Incrível.club acredita que os relatos a seguir valem a pena de serem lidos e levados em conta. E o bônus, no final do post, prova que mesmo as crianças que gostam de quebrar regras merecem o orgulho dos pais.

  • Meu amigo tentou várias vezes fazer seus filhos se acostumarem a beber leite de cabra, mas não dava certo porque não gostavam do cheiro. Então ele simplesmente aceitou a situação e começou a pôr o leite de cabra nas embalagens de leite do mercado.
    Satisfeitos por terem “vencido o jogo”, os filhos exclamavam:
    — Isso sim é o que a gente chama de leite! Natural, gostoso e saboroso!
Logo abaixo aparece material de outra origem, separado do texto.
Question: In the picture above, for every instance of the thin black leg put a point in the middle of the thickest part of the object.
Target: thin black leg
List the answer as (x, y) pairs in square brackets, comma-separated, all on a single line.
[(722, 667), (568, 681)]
    Eles já estão com 40 anos, mas continuam sentindo orgulho de ter convencido seu pai a deixá-los em paz… © Alina Rodionova / Facebook
  • Meu tio perdeu o emprego e foi trabalhar como motorista de limpa-neve para ganhar dinheiro enquanto procurava um novo emprego. Naquela época, eu tinha uns 6-7 anos. Um dia, estava conversando com o meu pai no carro e fiz uma piada ofensiva sobre o trabalho do meu tio. Meu pai colocou a mão no meu ombro e disse seriamente: “Nunca — e quero dizer nunca mesmo — rebaixe outra pessoa por ela fazer um trabalho honesto”. Essas palavras ficaram na minha memória e fizeram de mim uma pessoa melhor. © Chimie45 / Reddit
  • Minha esposa e eu nos preparamos para o nascimento do nosso segundo filho, lendo livros sobre criação de filhos. Nossa primeira filha tinha oito anos, e pensávamos que não teríamos problemas. Estávamos errados. Nossos diálogos com a primogênita acabaram ficando assim:
    — Quero beber na mamadeira, igual o meu irmão! Quero o leite para recém-nascidos, e não comum!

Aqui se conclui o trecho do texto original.